Chip and architecture designs are all quite similar - it is a fairly small domain, so experience can be carried over, and automatic or semi-automatic tools are effective
Software covers a huge range of topics, so the background theory needed to prove a program correct might involve geometry (for 3-D programs), physics (for 'realistic' programs), graph theory (for network or web or social media programs), or any other application theory
So for software, proof has to be at least as creative as programming, and we can't usually afford the effort
Another reason why proof is not used more often is that it is sometimes impossible or nearly impossible
One reason is that a proof would involve solving a problem that we don't (yet) know how to solve (e.g. Collatz program, see later)
Another is that a program often has no independent specification against which to prove it correct - it is its own specification (e.g. face recognition)
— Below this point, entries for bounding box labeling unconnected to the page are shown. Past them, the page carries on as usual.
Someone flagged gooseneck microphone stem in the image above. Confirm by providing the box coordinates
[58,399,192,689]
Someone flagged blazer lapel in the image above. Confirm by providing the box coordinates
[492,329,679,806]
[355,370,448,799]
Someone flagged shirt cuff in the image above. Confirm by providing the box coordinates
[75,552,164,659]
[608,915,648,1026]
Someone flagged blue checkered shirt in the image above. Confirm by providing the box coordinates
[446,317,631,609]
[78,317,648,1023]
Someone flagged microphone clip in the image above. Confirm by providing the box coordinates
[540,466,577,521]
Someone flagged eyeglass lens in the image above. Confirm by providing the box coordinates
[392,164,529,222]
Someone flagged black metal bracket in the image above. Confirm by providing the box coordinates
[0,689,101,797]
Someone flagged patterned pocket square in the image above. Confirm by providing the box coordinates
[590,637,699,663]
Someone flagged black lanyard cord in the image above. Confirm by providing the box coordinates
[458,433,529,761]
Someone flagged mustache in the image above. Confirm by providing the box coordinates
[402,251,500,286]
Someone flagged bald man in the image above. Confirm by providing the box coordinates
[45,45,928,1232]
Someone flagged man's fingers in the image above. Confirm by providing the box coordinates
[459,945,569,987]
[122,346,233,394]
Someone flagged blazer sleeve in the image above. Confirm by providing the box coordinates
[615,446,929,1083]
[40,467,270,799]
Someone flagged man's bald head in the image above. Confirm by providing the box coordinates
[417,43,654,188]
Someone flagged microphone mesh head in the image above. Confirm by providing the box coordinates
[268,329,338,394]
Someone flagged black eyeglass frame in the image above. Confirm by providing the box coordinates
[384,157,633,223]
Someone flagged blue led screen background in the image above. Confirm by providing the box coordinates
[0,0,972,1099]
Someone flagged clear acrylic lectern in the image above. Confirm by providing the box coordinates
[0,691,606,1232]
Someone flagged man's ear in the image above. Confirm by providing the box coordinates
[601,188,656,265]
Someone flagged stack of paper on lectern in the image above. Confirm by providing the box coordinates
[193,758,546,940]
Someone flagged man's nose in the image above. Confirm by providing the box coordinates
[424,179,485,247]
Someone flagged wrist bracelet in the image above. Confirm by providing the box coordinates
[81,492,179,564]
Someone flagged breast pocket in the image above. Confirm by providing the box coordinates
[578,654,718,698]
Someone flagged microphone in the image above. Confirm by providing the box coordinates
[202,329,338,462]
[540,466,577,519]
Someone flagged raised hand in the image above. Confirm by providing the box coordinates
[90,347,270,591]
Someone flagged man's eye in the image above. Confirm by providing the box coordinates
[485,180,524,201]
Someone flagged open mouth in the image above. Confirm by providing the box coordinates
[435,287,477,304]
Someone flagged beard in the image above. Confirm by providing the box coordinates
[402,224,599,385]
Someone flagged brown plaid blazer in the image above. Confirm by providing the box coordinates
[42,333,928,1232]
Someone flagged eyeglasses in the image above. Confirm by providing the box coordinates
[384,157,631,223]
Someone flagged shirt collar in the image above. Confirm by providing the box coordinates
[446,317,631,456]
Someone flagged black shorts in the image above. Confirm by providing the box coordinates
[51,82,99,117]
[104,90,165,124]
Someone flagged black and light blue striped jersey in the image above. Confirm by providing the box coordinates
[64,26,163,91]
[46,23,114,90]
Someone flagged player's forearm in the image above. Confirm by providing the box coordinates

To program well, you need a good mental model of what is going on in a program
Looking at logic helps you to build or refine that mental model, in other words the better your grasp of logic, the better your intuition will be
It is vital to recognize when the underlying logic is complex, and therefore intuition is likely to go astray
Earlier, I said it is important to learn to trace the execution of a program, this is just a more precise version of tracing
We are going to look at Hoare logic, from a semi-inituitive point of view rather than in full mathematical detail
The aim is not to be able to contruct serious mathematical proofs, but to learn to become aware of the underlying logic when programming, to program more accurately
At a minimum, you will learn what precondition, postcondition, invariant and variant mean, so you can understand when people talk about them
We will be looking at statements like this:
{ x == 41 } x = x + 1; { x == 42 }
The first part in curly brackets is a statement called the precondition, and the last part is the postcondition
In between is a fragment of a program
{ x == 41 } x = x + 1; { x == 42 }
The middle part has to be written in C if we are studying C
I'm choosing to use C notation for the conditions on either side, so as to use plain text and to make the statements readable to C programmers as boolean expressions
But they are mathematical expressions, so (a) no side-effects and (b) they can say things which C can't express
To use logic in C itself, you can write:
#include <assert.h> ... assert(x == 41); x = x + 1; assert(x == 42);
Assertions are conditions that are checked when your program runs - their purpose is either to do auto-testing or to guard against bugs
You can switch them off with NDEBUG
{ x == 41 } x = x + 1; { x == 42 }
A triple is a mathematical statement which is true or false, hopefully true
It means: if the precondition is true just before the code is executed, then the postcondition is true just after the code has been executed
You may or may not have to prove separately that execution reaches the end of the code
For each language feature in C, there is a way of checking that a statement about it is true
We will have a brief look at assignments, sequences, ifs, loops and functions
{ x == 41 } x = x + 1; { x == 42 }
Let's say an assignment consists of a variable (x
) being updated
by a right hand side (RHS) expression (x + 1
)
Take the postcondition, replace the variable by the right hand side expression, and then check that the result is implied by the precondition
In more abstract mathematical notation:
{ P[x\E] } x = E; { P }
You can read this something like "if precondition 'P with x replaced by E' is true, and code 'x becomes E' is executed, then postcondition P is true"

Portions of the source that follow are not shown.